En 1964, trois amis, George Roger Waters (guitare), Richard Wright (claviers) et Nick Mason (batterie), tous étudiants au Regent Street School Of Polytechnics, formèrent un groupe appelé Sigma 6. Ce groupe fut un flop total et ses différents successeurs (The Abdads, Screaming Abdads ou même Architectural Abdads... !) rencontrèrent le même destin jusqu'au jour où George abandonna son nom (au profit de Roger) au même titre que sa guitare pour devenir bassiste. Il décida donc de recruter deux guitaristes : Bob Close et un certain Roger Syd Barrett. Close quitta le groupe avant même que celui-ci ne devienne Pink Floyd, en référence aux grands bluesmen Pink Anderson et Floyd Council et c'est sous ce nom que les désormais quatre musiciens enregistrèrent le célèbre « Arnold Layne », narrant les aventures déjantées d'un travesti volant les vêtements de femme sur les fils à linge ! Ce titre réapparaîtra plus tard dans "Relics" et, malgré son succès, ne figurera pas sur le premier album.
L'enregistrement de "The Piper At The Gates Of Dawn" en 1967, eu lieu dans les mêmes studios où les Beatles enregistraient "Sgt Pepper". On était alors en pleine vague psychédélique mais le « Piper » allait alors très vite reléguer le « Sergent Poivre » au rang de simple comptine pour enfant trop sage ! Syd Barrett, véritable ange maudit, vole presque naturellement la direction du groupe à Roger Waters pour guider ses camarades dans une excursion musicale et sonore sans précédent. Construit comme une suite de petites histoires plus hallucinées les unes que les autres, "The Piper At The Gates Of Dawn" navigue dans un univers à la fois coloré, bigarré et chatoyant, mais tourmenté et fiévreux comme un rêve sous acide. On y rencontre, ça et là, des extra-terrestres explorateurs (« Astronomy Domine ») au cours d'un voyage interstellaire (« Interstellar Overdrive ») mais aussi un chat à la Lewis Caroll (« Lucifer Sam »), un curieux gnome à la Tolkien (« The Gnome »), un épouvantail à moineaux plus dépressif que véritablement effrayant (« Scarecrow ») le tout au cours d'une balade à bicyclette (« Bike ») prétexte à une chanson d'amour aussi inquiétante que faussement naïve.

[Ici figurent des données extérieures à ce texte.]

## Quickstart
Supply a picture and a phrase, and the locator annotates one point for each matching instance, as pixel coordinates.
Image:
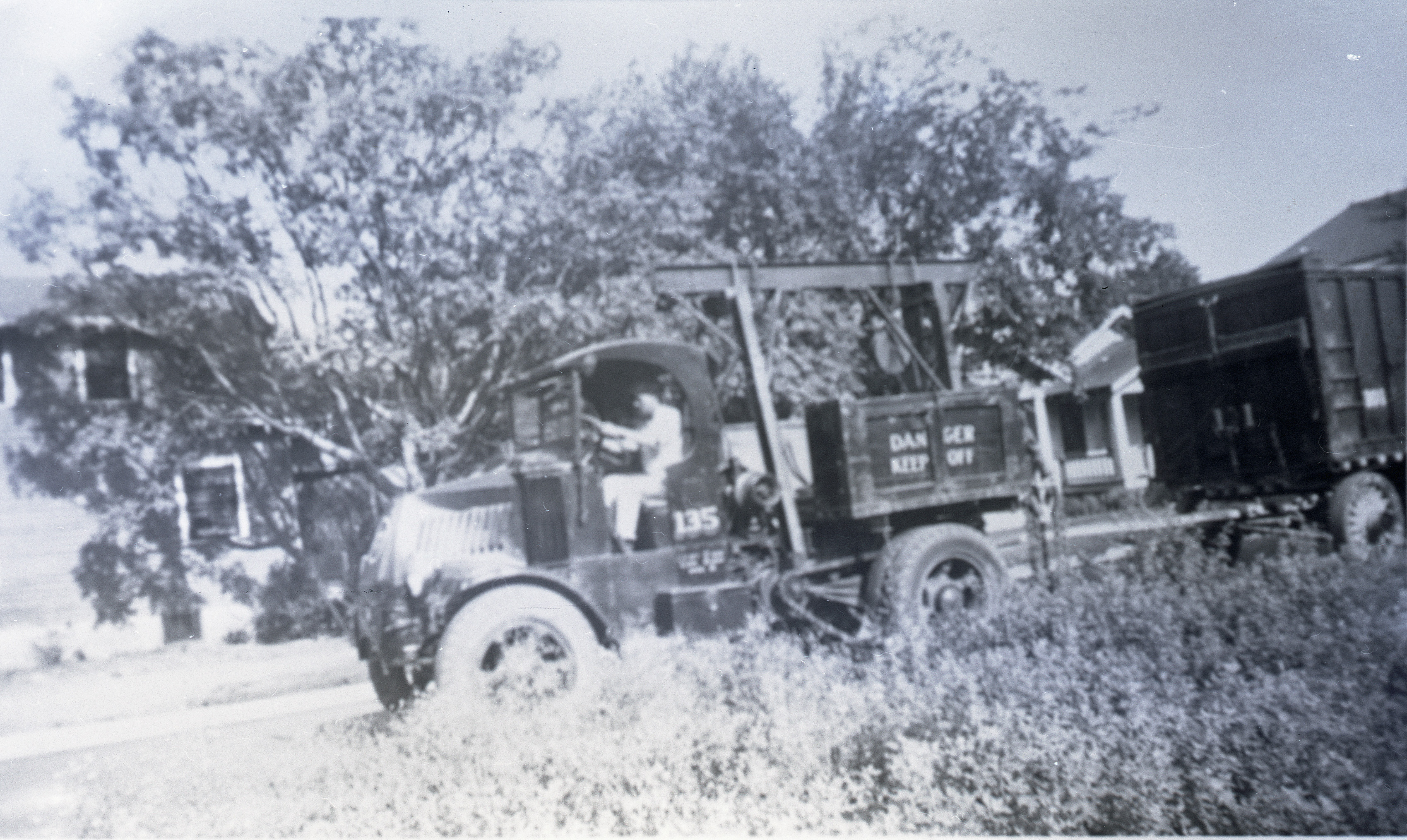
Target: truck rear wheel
(517, 643)
(1365, 511)
(935, 573)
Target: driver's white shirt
(662, 441)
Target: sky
(1272, 116)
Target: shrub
(1170, 693)
(290, 605)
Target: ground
(173, 677)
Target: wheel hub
(528, 662)
(950, 589)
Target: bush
(290, 605)
(1170, 693)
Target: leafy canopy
(354, 245)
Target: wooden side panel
(888, 455)
(1358, 324)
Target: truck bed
(1277, 379)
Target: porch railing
(1099, 469)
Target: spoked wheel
(932, 575)
(1365, 511)
(952, 587)
(517, 645)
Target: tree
(352, 248)
(935, 154)
(320, 244)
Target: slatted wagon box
(1280, 380)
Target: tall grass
(1171, 693)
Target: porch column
(1043, 432)
(1129, 472)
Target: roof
(1102, 370)
(20, 296)
(1368, 234)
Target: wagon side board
(888, 455)
(1277, 380)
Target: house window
(105, 365)
(1071, 427)
(212, 499)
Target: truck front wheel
(933, 573)
(1365, 511)
(517, 643)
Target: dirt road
(41, 773)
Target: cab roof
(673, 356)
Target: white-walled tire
(518, 645)
(1365, 511)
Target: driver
(660, 444)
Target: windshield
(542, 413)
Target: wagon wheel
(935, 573)
(517, 645)
(1365, 511)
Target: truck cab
(510, 580)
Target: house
(1367, 235)
(254, 492)
(1088, 424)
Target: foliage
(1173, 694)
(354, 247)
(292, 607)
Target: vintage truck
(507, 583)
(1277, 400)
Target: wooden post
(769, 435)
(950, 299)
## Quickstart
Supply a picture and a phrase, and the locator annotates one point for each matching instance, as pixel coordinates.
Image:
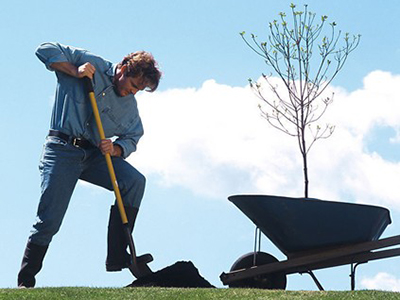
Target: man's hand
(107, 146)
(87, 69)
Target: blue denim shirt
(72, 113)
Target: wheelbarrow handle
(89, 88)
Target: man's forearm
(65, 67)
(79, 72)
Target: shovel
(139, 267)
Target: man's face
(125, 85)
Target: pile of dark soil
(181, 274)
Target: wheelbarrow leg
(316, 281)
(353, 274)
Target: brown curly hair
(142, 64)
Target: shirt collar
(111, 71)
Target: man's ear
(123, 69)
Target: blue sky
(204, 138)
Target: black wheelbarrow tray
(313, 234)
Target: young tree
(306, 61)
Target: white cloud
(213, 141)
(382, 281)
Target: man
(73, 149)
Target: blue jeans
(61, 165)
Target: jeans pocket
(55, 140)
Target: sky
(204, 137)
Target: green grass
(85, 293)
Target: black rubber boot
(31, 264)
(117, 256)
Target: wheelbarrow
(313, 234)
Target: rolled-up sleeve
(49, 53)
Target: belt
(77, 142)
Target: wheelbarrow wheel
(268, 281)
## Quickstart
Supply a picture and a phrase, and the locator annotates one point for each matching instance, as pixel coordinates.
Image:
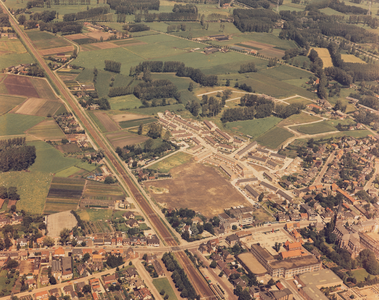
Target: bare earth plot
(124, 138)
(197, 187)
(106, 121)
(56, 50)
(20, 85)
(56, 222)
(39, 107)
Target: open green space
(32, 186)
(11, 124)
(137, 122)
(49, 159)
(7, 103)
(94, 215)
(274, 137)
(171, 162)
(255, 127)
(164, 284)
(45, 40)
(315, 128)
(67, 172)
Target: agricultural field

Seul « Take Up Thy Stethoscope And Walk » (unique morceau du disque signé par Waters) dénote par sa banalité dans cet univers génial et visionnaire. Barrett ne supportera pas la pression qui suivit le succès fulgurant de ce disque et l'acide qui lui inspira cette collection de pépites le mènera doucement à la schizophrénie. Ecarté progressivement du groupe, il vit aujourd'hui reclus dans la région de Cambridge où certains lui vouent toujours un véritable culte. Waters pourra enfin reprendre son rôle de leader avant de devenir le despote que l'on sait...Pour beaucoup, Pink Floyd ne se releva pas de cette défection et sombra dans le « planant » à bas prix, facile voire même médiocre. C'est exagéré mais force est de constater que la destinée du groupe aurait certainement été toute autre sans l'impulsion créative de Barrett. "Piper At The Gates Of Dawn", déjà révolutionnaire dans sa production à l'époque, est un album culte, incomparable, génial et incontournable.